Paul was filled with the Holy Ghost, condemned a man and struck him blind but such
miracles of judgment have no place in this dispensation of the grace of God (Eph. 3: 2).
Paul's restoration of sight may have been due to the filling with the Holy Ghost, but after
Acts 28: 28 such healing miracles ceased. Timothy had stomach problems and other
infirmities, and Trophimus was left sick at Miletum (I Tim. 5: 23; II Tim. 4: 20).
Elizabeth "spake out" and Zacharias "prophesied" but in this dispensation the prophets
of Eph. 4: 11 were to lay the foundations (Eph. 2: 20), a job done in the years just after
the Jews were set aside at Acts 28: 26, 27.
I Corinthians 13: 8 states that the gift of prophecy would fail. It states also that the
gift of knowledge, the Acts period of fulfillment of Matt. 10: 17-20, would cease, as
would tongues. Peter and the apostles were filled with the Spirit and spoke in tongues,
which was a sign to the unbelieving Jews (I Cor. 1: 22; 14: 21, 22). When that nation
was set aside, the need for such signs ceased and then there is no record of them in the
later epistles (Ephesians, Philippians, Colossians, I & II Timothy, Titus and Philemon).
The only conclusion one can come to is that being "filled (pimplemi) with" and being
"full (pleres) of" the Holy Ghost with the resultant displays of miraculous power is not
truth for today.
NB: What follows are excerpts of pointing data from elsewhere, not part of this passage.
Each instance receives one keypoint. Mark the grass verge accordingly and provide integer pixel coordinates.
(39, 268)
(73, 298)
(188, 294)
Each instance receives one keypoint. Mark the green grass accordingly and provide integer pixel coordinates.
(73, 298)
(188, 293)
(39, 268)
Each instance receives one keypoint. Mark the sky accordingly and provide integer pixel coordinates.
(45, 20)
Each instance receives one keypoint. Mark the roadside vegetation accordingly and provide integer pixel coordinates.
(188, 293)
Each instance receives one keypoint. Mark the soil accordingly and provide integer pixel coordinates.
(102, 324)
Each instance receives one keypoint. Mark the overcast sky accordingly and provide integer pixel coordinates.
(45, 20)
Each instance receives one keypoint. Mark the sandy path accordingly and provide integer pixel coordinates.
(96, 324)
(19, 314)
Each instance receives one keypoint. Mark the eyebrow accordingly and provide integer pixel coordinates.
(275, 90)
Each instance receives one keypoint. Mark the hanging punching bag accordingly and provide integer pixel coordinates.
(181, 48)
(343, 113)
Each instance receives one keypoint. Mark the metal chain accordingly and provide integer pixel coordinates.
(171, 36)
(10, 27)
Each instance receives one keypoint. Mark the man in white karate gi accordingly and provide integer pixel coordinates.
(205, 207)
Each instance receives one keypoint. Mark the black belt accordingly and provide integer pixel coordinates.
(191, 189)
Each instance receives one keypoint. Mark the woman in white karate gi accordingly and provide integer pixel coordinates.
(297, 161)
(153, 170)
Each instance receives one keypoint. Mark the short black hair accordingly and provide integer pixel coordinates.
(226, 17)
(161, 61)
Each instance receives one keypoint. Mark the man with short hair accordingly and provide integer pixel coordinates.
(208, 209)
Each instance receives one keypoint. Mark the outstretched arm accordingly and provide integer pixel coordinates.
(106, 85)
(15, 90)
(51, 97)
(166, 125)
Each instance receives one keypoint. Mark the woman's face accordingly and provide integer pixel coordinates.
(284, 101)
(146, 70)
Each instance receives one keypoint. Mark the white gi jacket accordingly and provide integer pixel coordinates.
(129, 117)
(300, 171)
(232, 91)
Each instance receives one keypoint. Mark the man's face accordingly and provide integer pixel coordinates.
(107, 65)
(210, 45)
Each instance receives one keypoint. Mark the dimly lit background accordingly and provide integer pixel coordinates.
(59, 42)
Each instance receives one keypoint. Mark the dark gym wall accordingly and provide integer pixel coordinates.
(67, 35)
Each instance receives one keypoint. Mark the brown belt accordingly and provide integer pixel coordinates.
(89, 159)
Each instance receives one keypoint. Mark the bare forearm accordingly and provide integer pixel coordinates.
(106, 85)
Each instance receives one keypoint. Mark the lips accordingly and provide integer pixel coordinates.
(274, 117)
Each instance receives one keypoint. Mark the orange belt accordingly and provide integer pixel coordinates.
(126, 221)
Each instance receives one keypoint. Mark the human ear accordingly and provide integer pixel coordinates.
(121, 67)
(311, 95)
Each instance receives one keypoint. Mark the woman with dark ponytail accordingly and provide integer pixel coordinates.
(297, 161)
But what about Eph. 5: 18?
"And be not drunk with wine, wherein is excess; but be ye filled with the Spirit;
speaking to yourselves in psalms and hymns and spiritual songs, singing and making
melody in your heart to the Lord; giving thanks always for all things unto God"
(Ephesians 5: 18).
Here the word translated filled is pleroo:
pleroo: (1) to fill, make full, to fulfil. Passive, to be filled or full (Bullinger). (2) to
make full, to fill to the full; in the Passive voice, to be filled, made full; it is used . . . . .
of believers filled with the Spirit, Acts 13: 52 and Eph. 5: 18 (Vine).
Acts 13: 52 states that "the disciples were filled with joy, and with the Holy Ghost"
but Eph. 5: 18 is not a description of the condition or state of believers. It is a
command, telling them what they should be like: literally, "Be not drunk . . . . . but be
filled up to the full by the Spirit". Commenting on the expression "be filled with the
Spirit", Charles H. Welch wrote:
"To understand this statement it is necessary to understand the use of the Greek verb
`to fill'. Pleroo, `to fill' takes three cases after it. As an active verb, followed by the
Accusative, of the vessel or whatever is filled. As an active verb, followed by the
Genitive, of what it is filled with. As a passive verb, followed by the Dative, of the filler,
and as a passive verb, followed by the Genitive, of what the vessel is filled with.
In the passage before us the verb is passive, and `with the Spirit', en pneumati, is
Dative. This means that the Spirit is the One that fills, and not that the believer is filled
with the Spirit" (In Heavenly Places, page 393).